Compañía y Defensores entregaron un Clásico formidable. Lo ganaba el Loro 2-0 con tantos de Nicolás Fernández y Lucas Simaldone, sin embargo en el complemento el Lagarto cambió la cara fue en busca del empate y lo consiguió. Primero llegó al descuento por intermedio de Nicolás Páez y posteriormente tras una mano de Daglio dentro del área, Nicolás Colombini de penal, estableció la igualdad. En siete días se vuelven a encontrar.

 

Entregaron visceralmente todo. Dejaron alma y vida. Fue un tiempo para cada uno y el empate le quedo muy bien al partido. Compañia y Defensores jugaron el mejor Superclásico de los últimos tiempos. Más allá de todo esto, hay algo que hace mucho tiempo no pasaba: toda la gente se fue muy feliz.

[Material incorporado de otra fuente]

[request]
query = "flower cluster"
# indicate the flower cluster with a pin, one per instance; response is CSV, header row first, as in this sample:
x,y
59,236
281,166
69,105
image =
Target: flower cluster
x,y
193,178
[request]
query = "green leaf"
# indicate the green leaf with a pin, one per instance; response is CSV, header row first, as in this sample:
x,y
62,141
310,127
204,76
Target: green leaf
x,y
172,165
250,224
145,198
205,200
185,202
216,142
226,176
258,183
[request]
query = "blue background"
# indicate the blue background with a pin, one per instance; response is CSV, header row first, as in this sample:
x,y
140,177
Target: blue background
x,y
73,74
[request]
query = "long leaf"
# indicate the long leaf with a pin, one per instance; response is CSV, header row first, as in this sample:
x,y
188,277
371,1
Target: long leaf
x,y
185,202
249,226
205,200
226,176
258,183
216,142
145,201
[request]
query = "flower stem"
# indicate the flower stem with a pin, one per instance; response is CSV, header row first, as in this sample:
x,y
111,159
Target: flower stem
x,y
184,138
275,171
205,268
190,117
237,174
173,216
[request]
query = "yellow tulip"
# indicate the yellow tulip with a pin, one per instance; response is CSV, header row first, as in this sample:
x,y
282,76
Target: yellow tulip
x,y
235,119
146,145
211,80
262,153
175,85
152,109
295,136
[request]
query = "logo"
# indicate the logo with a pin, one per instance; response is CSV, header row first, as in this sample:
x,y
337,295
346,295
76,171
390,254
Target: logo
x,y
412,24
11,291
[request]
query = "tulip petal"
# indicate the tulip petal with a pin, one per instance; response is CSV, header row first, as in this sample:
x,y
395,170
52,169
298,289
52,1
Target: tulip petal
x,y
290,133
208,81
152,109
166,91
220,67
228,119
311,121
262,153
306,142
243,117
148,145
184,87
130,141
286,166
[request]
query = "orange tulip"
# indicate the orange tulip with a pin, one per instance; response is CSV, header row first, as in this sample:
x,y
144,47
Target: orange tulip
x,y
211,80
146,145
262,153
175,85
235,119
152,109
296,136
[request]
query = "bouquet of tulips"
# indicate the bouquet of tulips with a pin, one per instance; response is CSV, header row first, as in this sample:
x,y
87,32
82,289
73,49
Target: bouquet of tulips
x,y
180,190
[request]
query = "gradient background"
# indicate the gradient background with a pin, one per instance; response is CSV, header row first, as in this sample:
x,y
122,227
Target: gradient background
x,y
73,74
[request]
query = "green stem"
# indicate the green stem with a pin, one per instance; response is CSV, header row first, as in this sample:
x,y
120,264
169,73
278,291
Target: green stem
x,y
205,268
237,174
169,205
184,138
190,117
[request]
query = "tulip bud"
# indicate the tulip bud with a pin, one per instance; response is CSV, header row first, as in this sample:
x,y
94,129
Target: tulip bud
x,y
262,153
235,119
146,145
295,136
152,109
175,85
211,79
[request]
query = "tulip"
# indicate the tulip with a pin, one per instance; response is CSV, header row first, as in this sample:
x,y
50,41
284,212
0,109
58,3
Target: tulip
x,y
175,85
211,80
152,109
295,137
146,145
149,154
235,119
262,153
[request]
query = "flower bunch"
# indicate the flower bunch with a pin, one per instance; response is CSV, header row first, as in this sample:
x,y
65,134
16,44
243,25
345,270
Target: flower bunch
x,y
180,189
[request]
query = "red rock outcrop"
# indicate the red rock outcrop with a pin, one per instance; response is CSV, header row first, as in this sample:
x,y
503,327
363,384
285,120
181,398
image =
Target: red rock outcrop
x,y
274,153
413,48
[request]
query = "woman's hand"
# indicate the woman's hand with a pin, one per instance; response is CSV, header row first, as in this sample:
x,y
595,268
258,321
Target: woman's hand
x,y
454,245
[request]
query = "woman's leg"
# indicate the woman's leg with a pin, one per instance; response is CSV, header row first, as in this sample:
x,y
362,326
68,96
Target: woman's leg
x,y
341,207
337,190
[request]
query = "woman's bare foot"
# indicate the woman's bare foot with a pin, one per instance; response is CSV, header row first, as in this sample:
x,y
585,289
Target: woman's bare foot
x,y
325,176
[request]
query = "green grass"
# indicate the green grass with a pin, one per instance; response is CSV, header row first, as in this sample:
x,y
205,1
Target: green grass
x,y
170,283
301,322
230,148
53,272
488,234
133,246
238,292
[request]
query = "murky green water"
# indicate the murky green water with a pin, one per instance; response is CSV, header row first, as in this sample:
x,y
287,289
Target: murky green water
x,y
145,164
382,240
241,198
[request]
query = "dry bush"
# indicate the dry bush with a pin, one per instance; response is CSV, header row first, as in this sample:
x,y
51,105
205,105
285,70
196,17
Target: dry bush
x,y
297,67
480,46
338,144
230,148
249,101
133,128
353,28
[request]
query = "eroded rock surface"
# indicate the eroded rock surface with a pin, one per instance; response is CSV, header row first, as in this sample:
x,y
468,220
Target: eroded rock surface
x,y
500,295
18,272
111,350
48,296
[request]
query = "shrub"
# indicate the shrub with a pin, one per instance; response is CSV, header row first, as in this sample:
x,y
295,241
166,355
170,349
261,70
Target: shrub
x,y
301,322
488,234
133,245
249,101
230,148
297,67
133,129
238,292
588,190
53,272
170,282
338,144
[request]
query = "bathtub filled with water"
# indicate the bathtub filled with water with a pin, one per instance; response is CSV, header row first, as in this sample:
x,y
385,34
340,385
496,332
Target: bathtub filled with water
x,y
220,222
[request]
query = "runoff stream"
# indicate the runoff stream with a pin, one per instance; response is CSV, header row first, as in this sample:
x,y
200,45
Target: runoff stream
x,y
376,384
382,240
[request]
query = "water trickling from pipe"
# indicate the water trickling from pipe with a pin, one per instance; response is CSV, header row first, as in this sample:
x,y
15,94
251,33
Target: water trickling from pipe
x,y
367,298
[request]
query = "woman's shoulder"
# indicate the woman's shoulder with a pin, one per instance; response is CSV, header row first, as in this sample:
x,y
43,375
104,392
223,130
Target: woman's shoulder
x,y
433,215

Lejos del resultado final, esa multitud que volvió a llenar por completó el Estadio Guillermo Cepeda, pagó su entrada como de costumbre pero desde adentro, sintió una gran devolución. El hincha se retiró satisfecho, pleno, muy conforme y entonces hay que coincidir con la palabra de Gabriel Capaldi cuando al finalizar el encuentro, dijo: “Hoy le demostramos al público que con partidos así, pueden volver a creer en el fútbol local”. Por eso y buscando encuadrar una definición a lo que vivimos la noche del 10 del septiembre, cabe decir: MUCHÍSIMAS GRACIAS POR TODO.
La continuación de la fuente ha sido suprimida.